この2作品が面白かったので、続くこちらも一気に読んでしまいました。
ノベルで600頁超という大作ですが、飽きさせることない展開はさすがです。
渋谷という街と、薬物、宗教といった世相(当時の)を盛り込んだ作品ですが、あとがきで筆者はこう述べています。

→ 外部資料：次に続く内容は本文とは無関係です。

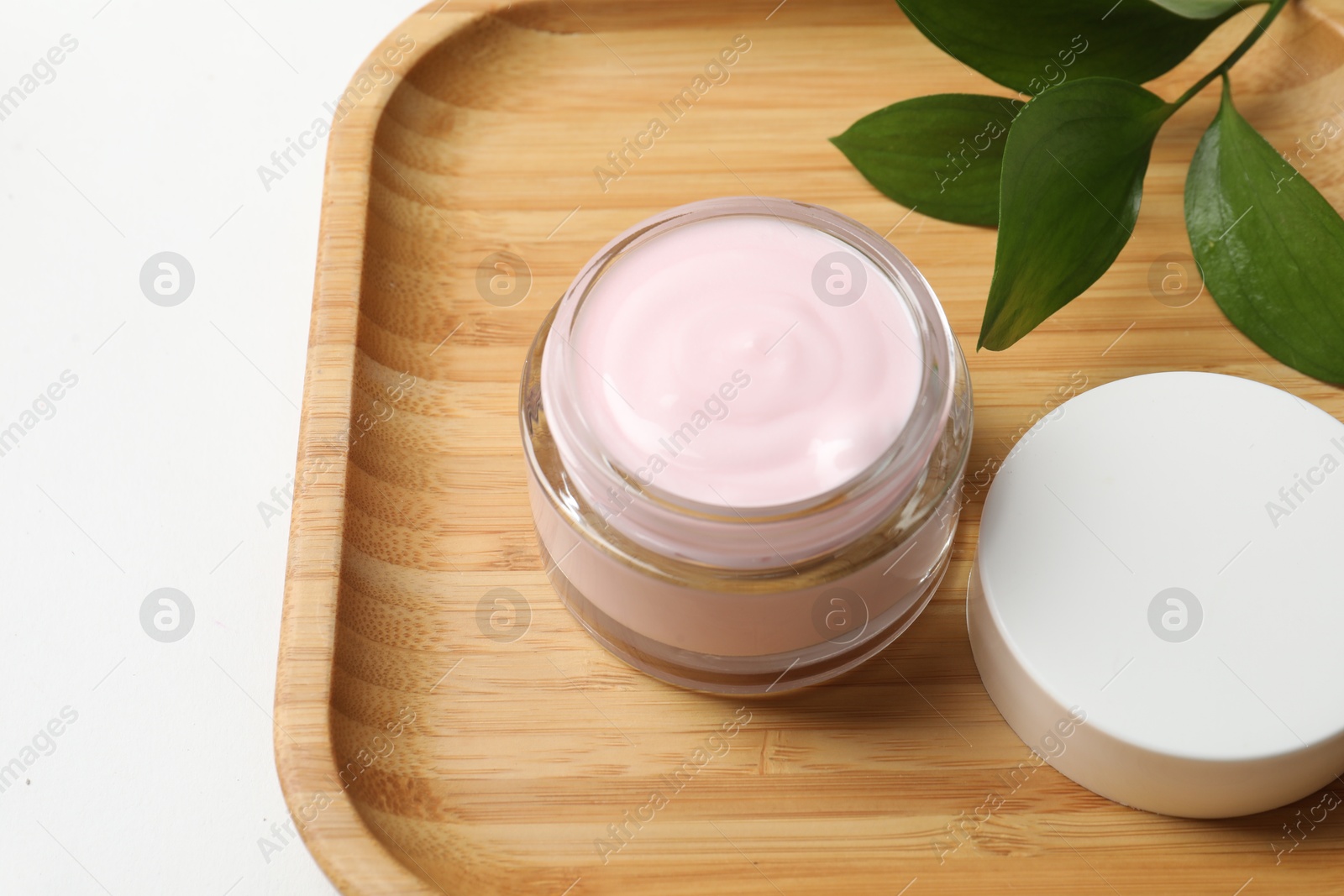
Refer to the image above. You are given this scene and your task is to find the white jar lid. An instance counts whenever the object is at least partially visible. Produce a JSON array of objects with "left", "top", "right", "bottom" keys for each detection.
[{"left": 966, "top": 372, "right": 1344, "bottom": 818}]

「ハードボイルドとは、書かれた時代と向き合うべきジャンルだと、私は考えている。」
主人公・佐久間と同様に、筆者も「若者であるがゆえに若者と向き合える」と考えていたようであり、だからこそ若者と呼ばれない年代になってあえて自分が感じる今の若者を書きたいと思って、本書に臨んだようです。
その思いは本作のいたるところに溢れていて、決して若者ではなくなった私が若者に抱く感想と近似でありました。
前作「雪蛍」より2年後ということで、佐久間がより「大人」になっている点は好き嫌いが別れるところでしょうが、個人的には若者に対する説教くさい会話と親友・沢辺に対して20年前と同じ感覚で発するウィットのある台詞の両方が混在する今が好きですね。
ということで、若い佐久間の作品に戻るのは気が引けているのですが、次どうしようかと。鮫に行くと長くなりそうだし・・・(笑)。